Simulate Kinship-Based Biometrically Informed Univariate Data

Description

Generates paired univariate data for kinship pairs with specified genetic relatedness, following the classical ACE model (Additive genetic, Common environment, unique Environment).

Usage

kinsim_internal(
  r = c(1, 0.5),
  c_rel = 1,
  npg = 100,
  npergroup = rep(npg, length(r)),
  mu = 0,
  ace = c(1, 1, 1),
  r_vector = NULL,
  c_vector = NULL,
  ...
)

Arguments

r

Numeric vector.
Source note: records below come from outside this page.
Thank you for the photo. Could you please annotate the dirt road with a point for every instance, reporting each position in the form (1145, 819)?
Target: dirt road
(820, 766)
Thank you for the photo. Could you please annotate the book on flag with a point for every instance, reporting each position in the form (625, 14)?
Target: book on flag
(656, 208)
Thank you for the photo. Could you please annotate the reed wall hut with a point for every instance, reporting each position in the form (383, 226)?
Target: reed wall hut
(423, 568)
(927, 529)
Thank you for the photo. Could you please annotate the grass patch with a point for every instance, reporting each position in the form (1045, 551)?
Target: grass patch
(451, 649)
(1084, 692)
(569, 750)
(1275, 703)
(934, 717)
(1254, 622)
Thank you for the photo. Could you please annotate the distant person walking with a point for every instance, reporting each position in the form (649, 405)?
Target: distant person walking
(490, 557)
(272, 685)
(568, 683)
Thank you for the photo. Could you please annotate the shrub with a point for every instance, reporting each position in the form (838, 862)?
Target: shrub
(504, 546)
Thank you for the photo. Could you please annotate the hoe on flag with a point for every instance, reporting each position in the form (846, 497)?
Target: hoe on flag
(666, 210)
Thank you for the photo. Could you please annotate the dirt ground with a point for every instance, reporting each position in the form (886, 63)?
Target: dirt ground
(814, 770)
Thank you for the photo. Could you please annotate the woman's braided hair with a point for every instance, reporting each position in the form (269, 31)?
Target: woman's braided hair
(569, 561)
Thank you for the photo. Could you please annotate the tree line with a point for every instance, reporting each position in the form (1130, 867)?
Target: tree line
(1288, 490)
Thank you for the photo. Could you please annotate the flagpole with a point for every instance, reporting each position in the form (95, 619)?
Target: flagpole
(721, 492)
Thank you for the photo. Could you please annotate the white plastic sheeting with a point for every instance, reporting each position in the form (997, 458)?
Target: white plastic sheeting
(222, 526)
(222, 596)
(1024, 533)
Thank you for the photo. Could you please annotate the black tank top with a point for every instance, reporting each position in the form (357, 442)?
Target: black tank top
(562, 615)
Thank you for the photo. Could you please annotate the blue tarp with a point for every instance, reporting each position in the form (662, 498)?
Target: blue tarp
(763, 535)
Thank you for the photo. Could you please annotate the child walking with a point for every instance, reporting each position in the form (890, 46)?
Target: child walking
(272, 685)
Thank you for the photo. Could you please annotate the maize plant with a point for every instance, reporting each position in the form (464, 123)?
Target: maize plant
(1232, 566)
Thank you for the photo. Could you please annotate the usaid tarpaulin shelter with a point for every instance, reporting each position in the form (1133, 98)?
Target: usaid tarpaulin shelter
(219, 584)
Levels of genetic relatedness for each group; default is c(1, 0.5) representing MZ and DZ twins respectively.

npg

Integer. Default sample size per group; default is 100.

npergroup

Numeric vector. List of sample sizes by group; default repeats npg for all groups in r.

mu

Numeric. Mean value for the generated variable; default is 0.

ace

Numeric vector. Variance components in order c(a, c, e) where a = additive genetic, c = shared environment, e = non-shared environment; default is c(1, 1, 1).

r_vector

Numeric vector. Alternative specification method providing relatedness coefficients for the entire sample; default is NULL.

...

Additional arguments passed to other methods.

Details

This function simulates data according to the ACE model, where phenotypic variance is decomposed into additive genetic (A), shared environmental (C), and non-shared environmental (E) components. It can generate data for multiple kinship groups with different levels of genetic relatedness (e.g., MZ twins, DZ twins, siblings).

Value

A data frame with the following columns:

id

Unique identifier for each kinship pair

A1

Genetic component for first member of pair

A2

Genetic component for second member of pair

C1

Shared-environmental component for first member of pair

C2

Shared-environmental component for second member of pair

E1

Non-shared-environmental component for first member of pair

E2

Non-shared-environmental component for second member of pair

y1

Generated phenotype for first member of pair with mean mu

y2

Generated phenotype for second member of pair with mean mu

r

Level of genetic relatedness for the kinship pair


Make Mean Differences

Description

This function calculates differences and means of a given variable for each kinship pair. The order of subtraction and the variables' names in the output dataframe depend on the order column set by check_sibling_order(). If the demographics parameter is set to "race", "sex", or "both", it also prepares demographic information accordingly, swapping the order of demographics as per the order column.

Usage

make_mean_diffs(..., fast = FALSE)

Arguments

...

Additional arguments to be passed to the function.

fast

Logical. If TRUE, uses a faster method for data processing.